To capture the masses, the cars must carry more people. "A
one-person vehicle just isn't useful," he said. "The
market for two seaters in the U.S. has historically been tiny.
It doesn't matter what kind of vehicle."
Not so, say Gizmo enthusiasts. Drivers will see the wisdom in
owning a Gizmo for commuting, and they'll rent a minivan or pick-up
truck for visitors, moving or trips.
"Most households need one and one-half cars," said Don
Kahle, a Eugene publisher and Gizmo driver. "This is half
a car."
Hard sell?
Gizmo's makers, however, are the first to admit that fuel efficiency
and emissions performance are pretty lame selling points in today's
car market. People want a car that makes them feel good.
"That's why we made Gizmo cute. It's got this sort of pony,
Irish setter appeal," said Murphy, the designer.
It's a rolling scavenger hunt - with weed-eater handles for steering,
motorcycle mirrors, trailer tires and, in early versions, a tug-to-retract
vacuum cleaner cord for recharging. "The genius of it is
the humility of it," Kahle said.
You can consider Gizmo as the 21st century thinking person's muscle
car, "sort of a reverse status symbol," Murphy said.
"It makes a statement."
"I'm comfortable with who I am," Watkins said.
"I can take this," Murphy said.
So far, they've made about a dozen Gizmos, but have orders for
35 more.
CAR COMPARISONS
NEVCO Gizmo:
Power: All electric
Size: One passenger
Range per charge: 18 miles
Recharge time: 3 hours (if depleted)
Weight: 600 pounds
Efficiency: 7 cents a mile (includes periodic battery purchase)

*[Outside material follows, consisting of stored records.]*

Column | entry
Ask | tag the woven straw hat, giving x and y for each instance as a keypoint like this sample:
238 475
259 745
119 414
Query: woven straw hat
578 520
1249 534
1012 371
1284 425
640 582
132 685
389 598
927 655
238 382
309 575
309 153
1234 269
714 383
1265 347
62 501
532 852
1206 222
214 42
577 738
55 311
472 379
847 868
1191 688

Price: $7,950 (minus state tax credit of $750)
Available: January
Honda Insight:
Power: Hybrid gasoline/electric
Size: Two doors, two passengers
Range per fill up: 700 miles
Recharge time: Zero (self-charging)
Weight: 1,856 pounds
Efficiency: 61 mpg city, 70 mpg highway
Price: Less than $20,000
Available: Mid-December
Toyota Prius:
Power: Hybrid gasoline/electric
Size: Four door, five passengers
Range per fill up: 600 miles
Recharge time: Zero (self-charging)
Weight: 2,728 pounds
Efficiency: 55 mpg city/highway
Price: In the low $20,000s
Available: July
Average car:
Power: Gasoline
Size: Four or five passengers
Range per fill up: 250 to 300 miles
Recharge time: None
Weight: 3,000 pounds
Efficiency: 25 mpg
Price: About $20,000
Photo: DAVID FRIEDMAN / The Register-Guard
Caption: Paul Clevenger drives a Gizmo, an electric car, along
11th Avenue on his commute home from work one recent afternoon.
WEB EDITOR'S NOTE: The posted version of this story was edited
Oct. 16, 1999, to include a correction.